Maybe you could create a wrapper class and serve this to your client instead?

class Deflate extends fflate.Deflate {
  _chunks = [];
  _chunkSize = 0;
  push(data, final) {
    this._chunks.push(data);
    const newChunkSize = this._chunkSize + data.length;
    if (newChunkSize > 16384 || final) {
      let buf = data;
      if (this._chunkSize) {
        buf = new Uint8Array(newChunkSize);
        let offset = 0;
        for (const chunk of this._chunks) {
          buf.set(chunk, offset);
          offset += chunk.length;
        }
      }
      super.push(buf, final);
      this._chunks = [];
      this._chunkSize = 0;
    }
  }
}
xqdoo00o commented 3 years ago

this could be a resolution, the same file console result is stream Deflate length 928998,still 30% bigger than normal size but it could as fast as normal

101arrowz commented 3 years ago

Sorry, I made a mistake in the above code. This is the code you should use for maximum performance and good compression ratio.

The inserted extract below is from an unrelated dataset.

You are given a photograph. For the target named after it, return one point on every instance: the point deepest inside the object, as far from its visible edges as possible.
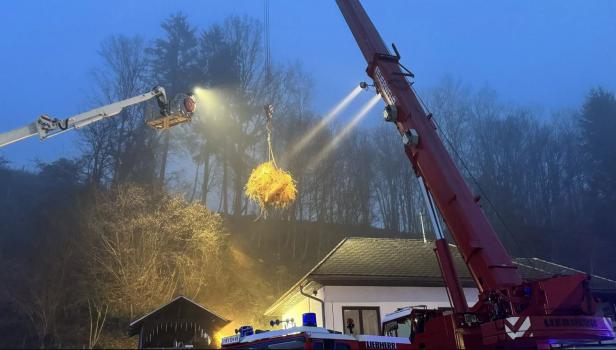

class Deflate extends fflate.Deflate {
  _chunks = [];
  _chunkSize = 0;
  push(data, final) {
    this._chunks.push(data);
    const newChunkSize = this._chunkSize + data.length;
    if (newChunkSize > 262143 || final) {
      let buf = data;
      if (this._chunkSize) {
        buf = new Uint8Array(newChunkSize);
        let offset = 0;
        for (const chunk of this._chunks) {
          buf.set(chunk, offset);
          offset += chunk.length;
        }
      }
      super.push(buf, final);
      this._chunks = [];
      this._chunkSize = 0;
    } else this._chunkSize = newChunkSize;
  }
}
101arrowz commented 3 years ago

@xqdoo00o I'm going to close this for now, since the above code fixes your problem (let me know if it doesn't, it works on my end).